Based on a book (and soon-to-be book series) by Kass Morgan, The 100 takes place in a world where humanity bombed itself into oblivion almost a century ago. A small number of survivors rode out the nuclear war in their space stations, then gradually found a way to come together, and the series takes as its protagonists their grandchildren (the adults) and great-grandchildren (the horny teenagers). The adults on The Ark struggle to assure the species’ survival as supplies run devastatingly low. Thus, they take a slim chance. One hundred juvenile delinquents, rather than being killed, will be sent down to the surface of the planet far below, to see if it has recovered from the nuclear holocaust. Once there, they are to set out for a former military outpost that should have enough supplies to last them for two years—provided the planet’s surface isn’t too irradiated.

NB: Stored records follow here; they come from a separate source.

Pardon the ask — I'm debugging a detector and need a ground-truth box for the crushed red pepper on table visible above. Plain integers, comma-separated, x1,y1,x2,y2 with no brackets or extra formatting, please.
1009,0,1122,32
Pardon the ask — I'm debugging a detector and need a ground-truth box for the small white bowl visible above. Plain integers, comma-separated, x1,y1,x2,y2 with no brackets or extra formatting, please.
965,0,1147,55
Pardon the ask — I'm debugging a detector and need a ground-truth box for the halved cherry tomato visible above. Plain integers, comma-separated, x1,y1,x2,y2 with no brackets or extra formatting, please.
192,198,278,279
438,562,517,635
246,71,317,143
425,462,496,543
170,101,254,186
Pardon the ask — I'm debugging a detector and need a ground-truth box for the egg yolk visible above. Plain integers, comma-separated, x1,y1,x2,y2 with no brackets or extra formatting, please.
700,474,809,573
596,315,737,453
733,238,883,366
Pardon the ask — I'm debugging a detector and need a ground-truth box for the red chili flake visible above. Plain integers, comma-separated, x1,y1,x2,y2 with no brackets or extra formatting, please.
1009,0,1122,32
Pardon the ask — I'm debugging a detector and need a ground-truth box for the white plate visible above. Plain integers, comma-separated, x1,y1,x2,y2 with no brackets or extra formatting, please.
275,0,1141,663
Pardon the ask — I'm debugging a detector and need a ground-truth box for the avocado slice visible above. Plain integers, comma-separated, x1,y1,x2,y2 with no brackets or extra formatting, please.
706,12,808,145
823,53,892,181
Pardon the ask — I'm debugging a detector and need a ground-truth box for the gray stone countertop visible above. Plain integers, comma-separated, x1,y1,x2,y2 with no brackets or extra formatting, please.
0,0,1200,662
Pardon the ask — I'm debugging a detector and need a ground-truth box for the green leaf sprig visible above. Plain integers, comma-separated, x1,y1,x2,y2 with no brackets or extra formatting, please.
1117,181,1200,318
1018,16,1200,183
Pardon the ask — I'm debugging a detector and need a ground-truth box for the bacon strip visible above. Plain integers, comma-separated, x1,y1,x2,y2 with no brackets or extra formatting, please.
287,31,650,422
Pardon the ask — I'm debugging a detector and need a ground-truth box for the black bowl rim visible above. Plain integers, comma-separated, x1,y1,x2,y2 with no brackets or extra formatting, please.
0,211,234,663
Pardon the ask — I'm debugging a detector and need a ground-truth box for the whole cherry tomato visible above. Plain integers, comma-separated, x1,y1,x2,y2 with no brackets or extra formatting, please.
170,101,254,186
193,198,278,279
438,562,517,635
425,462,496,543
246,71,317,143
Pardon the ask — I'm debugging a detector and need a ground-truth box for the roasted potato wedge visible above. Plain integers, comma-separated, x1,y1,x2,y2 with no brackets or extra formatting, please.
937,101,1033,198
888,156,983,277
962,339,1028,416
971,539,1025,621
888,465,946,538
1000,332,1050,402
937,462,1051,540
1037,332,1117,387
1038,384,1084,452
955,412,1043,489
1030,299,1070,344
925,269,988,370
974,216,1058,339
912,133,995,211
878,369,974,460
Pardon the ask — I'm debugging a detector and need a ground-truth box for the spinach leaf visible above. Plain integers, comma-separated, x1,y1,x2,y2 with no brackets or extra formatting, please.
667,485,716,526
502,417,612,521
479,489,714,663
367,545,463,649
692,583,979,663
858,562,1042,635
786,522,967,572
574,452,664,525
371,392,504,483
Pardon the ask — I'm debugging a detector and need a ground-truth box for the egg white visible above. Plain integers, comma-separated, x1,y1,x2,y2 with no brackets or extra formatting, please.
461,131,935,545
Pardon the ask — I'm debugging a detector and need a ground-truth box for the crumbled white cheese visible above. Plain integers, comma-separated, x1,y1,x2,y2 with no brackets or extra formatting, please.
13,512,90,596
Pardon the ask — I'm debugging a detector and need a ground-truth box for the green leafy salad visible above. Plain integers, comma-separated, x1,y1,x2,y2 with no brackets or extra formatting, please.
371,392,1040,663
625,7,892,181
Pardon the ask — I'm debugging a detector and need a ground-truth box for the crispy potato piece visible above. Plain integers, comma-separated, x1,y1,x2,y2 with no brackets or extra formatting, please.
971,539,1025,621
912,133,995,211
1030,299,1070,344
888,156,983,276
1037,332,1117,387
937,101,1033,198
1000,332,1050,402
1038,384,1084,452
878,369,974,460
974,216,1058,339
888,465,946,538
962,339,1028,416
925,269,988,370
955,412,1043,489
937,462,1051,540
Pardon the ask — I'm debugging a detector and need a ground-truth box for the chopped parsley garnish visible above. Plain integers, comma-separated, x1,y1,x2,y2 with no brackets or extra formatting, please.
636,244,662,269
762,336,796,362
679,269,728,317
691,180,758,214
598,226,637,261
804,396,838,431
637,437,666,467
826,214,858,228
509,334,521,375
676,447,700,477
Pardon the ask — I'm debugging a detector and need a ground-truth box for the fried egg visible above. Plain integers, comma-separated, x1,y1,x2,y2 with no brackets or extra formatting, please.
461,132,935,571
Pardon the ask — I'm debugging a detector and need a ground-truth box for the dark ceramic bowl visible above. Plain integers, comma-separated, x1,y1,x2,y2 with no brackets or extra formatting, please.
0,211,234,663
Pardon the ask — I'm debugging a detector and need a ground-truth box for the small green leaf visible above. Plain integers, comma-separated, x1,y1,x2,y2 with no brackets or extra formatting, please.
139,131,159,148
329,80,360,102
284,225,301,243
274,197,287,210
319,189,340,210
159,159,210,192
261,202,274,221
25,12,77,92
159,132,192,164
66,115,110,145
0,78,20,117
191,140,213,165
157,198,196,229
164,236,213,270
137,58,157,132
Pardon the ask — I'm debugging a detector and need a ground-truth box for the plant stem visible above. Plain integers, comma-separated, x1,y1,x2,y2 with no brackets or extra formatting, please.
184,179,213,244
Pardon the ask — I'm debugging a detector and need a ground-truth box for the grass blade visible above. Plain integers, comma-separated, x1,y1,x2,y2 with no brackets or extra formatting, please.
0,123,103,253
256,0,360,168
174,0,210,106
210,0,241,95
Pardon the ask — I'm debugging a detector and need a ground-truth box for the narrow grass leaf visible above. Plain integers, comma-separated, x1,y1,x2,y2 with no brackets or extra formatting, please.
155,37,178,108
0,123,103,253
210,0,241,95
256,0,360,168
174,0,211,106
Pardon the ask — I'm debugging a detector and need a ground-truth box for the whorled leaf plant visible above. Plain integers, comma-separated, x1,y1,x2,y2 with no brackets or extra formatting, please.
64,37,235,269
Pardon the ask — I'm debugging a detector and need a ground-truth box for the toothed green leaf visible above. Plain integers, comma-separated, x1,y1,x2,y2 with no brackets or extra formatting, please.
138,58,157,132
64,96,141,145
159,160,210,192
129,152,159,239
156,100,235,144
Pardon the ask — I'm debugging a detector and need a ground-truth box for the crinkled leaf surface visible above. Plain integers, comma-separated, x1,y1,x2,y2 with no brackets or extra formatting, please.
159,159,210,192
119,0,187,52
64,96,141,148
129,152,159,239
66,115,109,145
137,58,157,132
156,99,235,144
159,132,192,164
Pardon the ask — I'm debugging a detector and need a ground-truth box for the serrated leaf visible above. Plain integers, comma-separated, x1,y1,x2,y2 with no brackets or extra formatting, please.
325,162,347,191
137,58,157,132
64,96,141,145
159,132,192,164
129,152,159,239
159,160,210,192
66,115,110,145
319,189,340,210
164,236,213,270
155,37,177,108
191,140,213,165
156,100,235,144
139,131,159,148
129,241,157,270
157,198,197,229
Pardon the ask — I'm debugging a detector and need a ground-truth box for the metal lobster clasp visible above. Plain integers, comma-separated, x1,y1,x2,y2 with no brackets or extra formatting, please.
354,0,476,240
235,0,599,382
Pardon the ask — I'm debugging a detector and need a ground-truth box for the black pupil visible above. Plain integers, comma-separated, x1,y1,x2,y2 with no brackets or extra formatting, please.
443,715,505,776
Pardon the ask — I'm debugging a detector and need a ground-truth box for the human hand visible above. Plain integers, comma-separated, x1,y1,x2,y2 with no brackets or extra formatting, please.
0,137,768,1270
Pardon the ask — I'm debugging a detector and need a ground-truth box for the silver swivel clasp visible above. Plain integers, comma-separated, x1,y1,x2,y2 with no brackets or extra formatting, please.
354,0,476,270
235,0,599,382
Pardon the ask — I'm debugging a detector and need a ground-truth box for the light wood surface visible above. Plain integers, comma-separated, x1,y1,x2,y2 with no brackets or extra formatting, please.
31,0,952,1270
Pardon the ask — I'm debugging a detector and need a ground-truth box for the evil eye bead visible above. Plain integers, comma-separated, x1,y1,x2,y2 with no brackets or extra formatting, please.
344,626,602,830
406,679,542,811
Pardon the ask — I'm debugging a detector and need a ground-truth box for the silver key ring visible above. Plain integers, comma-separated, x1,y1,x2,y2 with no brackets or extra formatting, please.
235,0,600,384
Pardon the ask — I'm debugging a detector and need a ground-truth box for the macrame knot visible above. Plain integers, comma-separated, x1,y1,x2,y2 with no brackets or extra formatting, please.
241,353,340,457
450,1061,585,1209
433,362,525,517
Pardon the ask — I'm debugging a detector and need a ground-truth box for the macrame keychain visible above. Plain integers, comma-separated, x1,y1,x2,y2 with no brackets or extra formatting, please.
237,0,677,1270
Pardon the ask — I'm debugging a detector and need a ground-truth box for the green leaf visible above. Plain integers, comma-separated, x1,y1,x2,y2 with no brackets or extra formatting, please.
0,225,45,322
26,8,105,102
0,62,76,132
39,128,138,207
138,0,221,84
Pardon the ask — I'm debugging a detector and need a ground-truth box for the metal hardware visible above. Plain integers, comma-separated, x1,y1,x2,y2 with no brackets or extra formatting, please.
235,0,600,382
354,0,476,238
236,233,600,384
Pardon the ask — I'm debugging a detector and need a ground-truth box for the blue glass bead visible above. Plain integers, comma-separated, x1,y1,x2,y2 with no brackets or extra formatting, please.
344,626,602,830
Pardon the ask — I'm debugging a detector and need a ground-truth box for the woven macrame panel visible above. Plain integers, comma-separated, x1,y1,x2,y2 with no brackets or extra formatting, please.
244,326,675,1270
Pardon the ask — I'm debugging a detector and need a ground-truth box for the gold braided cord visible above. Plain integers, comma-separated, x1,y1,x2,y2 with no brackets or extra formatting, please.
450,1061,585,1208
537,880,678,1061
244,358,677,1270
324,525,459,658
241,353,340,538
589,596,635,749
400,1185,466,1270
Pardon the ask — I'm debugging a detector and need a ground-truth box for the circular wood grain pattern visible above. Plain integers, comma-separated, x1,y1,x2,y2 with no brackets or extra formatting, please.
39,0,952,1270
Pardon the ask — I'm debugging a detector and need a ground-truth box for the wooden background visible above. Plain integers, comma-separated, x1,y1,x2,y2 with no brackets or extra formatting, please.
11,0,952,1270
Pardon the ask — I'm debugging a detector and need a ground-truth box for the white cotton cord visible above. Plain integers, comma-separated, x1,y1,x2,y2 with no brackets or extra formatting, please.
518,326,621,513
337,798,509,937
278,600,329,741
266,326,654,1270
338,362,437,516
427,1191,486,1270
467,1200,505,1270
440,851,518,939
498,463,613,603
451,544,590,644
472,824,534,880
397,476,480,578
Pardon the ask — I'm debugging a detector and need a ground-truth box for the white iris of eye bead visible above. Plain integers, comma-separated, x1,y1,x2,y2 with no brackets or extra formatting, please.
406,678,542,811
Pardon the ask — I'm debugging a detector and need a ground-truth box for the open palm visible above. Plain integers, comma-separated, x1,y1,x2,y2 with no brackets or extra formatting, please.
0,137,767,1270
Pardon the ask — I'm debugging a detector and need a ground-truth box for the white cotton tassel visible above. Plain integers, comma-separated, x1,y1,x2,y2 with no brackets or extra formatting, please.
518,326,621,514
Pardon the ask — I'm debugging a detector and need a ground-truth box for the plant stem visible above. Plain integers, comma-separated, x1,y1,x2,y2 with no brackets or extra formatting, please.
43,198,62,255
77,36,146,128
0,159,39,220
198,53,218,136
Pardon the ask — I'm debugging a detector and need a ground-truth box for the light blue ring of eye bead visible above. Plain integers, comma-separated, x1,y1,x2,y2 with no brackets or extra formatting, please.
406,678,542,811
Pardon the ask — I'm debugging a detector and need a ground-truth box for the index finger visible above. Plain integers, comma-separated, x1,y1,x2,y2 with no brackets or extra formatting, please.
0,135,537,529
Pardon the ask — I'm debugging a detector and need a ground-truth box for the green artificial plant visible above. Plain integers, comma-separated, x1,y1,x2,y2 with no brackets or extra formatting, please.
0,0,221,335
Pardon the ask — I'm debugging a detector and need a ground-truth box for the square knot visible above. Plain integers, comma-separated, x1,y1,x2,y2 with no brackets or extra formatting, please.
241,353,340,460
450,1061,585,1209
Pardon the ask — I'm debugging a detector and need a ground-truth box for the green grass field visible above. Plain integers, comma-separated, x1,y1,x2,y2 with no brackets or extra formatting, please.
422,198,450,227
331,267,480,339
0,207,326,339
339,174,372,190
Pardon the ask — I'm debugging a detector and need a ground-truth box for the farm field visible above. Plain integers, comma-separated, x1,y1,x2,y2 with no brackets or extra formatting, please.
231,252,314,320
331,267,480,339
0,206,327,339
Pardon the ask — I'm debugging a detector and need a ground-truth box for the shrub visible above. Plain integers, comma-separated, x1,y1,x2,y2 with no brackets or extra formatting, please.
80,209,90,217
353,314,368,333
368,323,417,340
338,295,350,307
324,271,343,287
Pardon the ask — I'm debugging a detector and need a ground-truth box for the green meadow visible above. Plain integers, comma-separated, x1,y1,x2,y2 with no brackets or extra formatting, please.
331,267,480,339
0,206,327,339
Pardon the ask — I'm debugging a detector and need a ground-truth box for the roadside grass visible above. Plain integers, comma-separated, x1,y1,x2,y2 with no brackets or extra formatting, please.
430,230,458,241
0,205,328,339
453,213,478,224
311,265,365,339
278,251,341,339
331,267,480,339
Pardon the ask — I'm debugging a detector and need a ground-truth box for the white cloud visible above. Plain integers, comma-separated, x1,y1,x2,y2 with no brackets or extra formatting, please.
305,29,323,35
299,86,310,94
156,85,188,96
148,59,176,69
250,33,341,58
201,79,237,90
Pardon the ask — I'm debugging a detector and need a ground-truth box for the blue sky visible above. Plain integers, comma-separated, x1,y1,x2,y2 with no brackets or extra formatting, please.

As shepherded to the screen by Jason Rothenberg, there’s a surprising weight to the world of The 100. Sure, most of the tropes are dystopian clichés—only one child per family, resources running low, mutant animals, all crimes punishable by death, mysterious “others” watching everything that’s happening—but the scripts by Rothenberg and his writing staff (which includes Elizabeth Craft and Sarah Fain, alumnae of Angel, Dollhouse, and The Shield) palpably convey the desperation of those on The Ark and keep the goals for the kids on the Earth’s surface refreshingly small-scale. The first episode, for instance, is mostly about trying to cross a river, while later ones will be about tracking down a missing friend or trying to send a message to the sky once a radio is stolen. Flashbacks to earlier years onboard The Ark also convey the perils of growing up in such a surreal environment.
Unfortunately, the stuff down on Earth is significantly behind what’s going on up on The Ark. Where there’s an impressively grim demeanor to stories set there (and a cast that includes Henry Ian Cusick, Isaiah Washington, and Paige Turco to give them even more gravitas), the series feels like it’s rotating through an endless series of mystery show tropes in the on-Earth segments. Surprisingly for a CW show, however, the series is split about evenly between the two settings, and even the show’s largely uninteresting teen cast becomes more intriguing once the show delves into its Ark-set backstories. That’s not enough to improve the latest endless iteration of “two girls who like the same boy are forced to work together,” but it comes closer than expected.
There are warning signs all over The 100, like the series’ general lack of visual imagination or the fact that The CW sent out episodes five and six—but not episodes two, three, and four—for review. But there’s also something impressive about a series that’s willing to let its audience contemplate how horrifying it would be to live in a world where the oxygen is running out. The CW’s promotional campaign for The 100 seems most interested in its pretty people and its two-faced deer, but in between all of that, Rothenberg and company are sneaking in a surprisingly sophisticated look at a world filled with want.